À ce désir de mort, ils eurent une étreinte plus étroite. Miette comptait bien mourir avec Silvère ; celui-ci n’avait parlé que de lui, mais elle sentait qu’il l’emporterait avec joie dans la terre. Ils s’y aimeraient plus librement qu’au grand soleil. Tante Dide mourrait, elle aussi, et viendrait les rejoindre. Ce fut comme un pressentiment rapide, un souhait d’une étrange volupté que le ciel, par les voix désolées du tocsin, leur promettait de bientôt satisfaire.
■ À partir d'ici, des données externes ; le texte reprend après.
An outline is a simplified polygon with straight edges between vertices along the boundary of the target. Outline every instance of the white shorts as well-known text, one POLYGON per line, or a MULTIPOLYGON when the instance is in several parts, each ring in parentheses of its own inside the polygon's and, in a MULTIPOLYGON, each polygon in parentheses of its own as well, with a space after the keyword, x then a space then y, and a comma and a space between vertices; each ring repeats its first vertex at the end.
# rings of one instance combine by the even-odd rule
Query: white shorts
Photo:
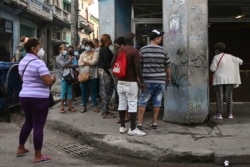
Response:
POLYGON ((138 102, 138 83, 128 81, 118 81, 117 93, 119 96, 118 110, 127 110, 128 112, 137 112, 138 102))

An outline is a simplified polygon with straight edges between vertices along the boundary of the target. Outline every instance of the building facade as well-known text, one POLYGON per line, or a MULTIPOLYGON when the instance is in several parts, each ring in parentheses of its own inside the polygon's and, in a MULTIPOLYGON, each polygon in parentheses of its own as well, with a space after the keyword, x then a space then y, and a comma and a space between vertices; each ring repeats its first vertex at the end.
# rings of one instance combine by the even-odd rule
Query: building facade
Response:
POLYGON ((206 120, 215 101, 208 83, 209 66, 219 41, 244 60, 242 85, 234 90, 234 101, 250 101, 245 42, 250 35, 249 0, 99 0, 99 16, 100 34, 115 39, 132 31, 137 48, 149 43, 153 29, 165 32, 163 46, 172 61, 172 83, 164 97, 164 120, 182 124, 206 120))
POLYGON ((89 6, 94 3, 93 0, 79 0, 79 39, 80 44, 83 39, 98 38, 98 19, 89 13, 89 6))
MULTIPOLYGON (((79 7, 84 7, 85 11, 92 3, 79 0, 79 7)), ((89 37, 94 31, 94 26, 88 22, 90 16, 79 13, 79 17, 86 20, 84 31, 79 28, 79 34, 89 37)), ((0 61, 11 60, 21 36, 37 37, 46 51, 47 66, 54 70, 59 45, 71 44, 70 28, 71 0, 0 1, 0 61)))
Mourir ! mourir ! les cloches répétaient ce mot avec un emportement croissant, et les amoureux se laissaient aller à ces appels de l’ombre ; ils croyaient prendre un avant-goût du dernier sommeil, dans cette somnolence où les replongeaient la tiédeur de leurs membres et les brûlures de leurs lèvres, qui venaient encore de se rencontrer.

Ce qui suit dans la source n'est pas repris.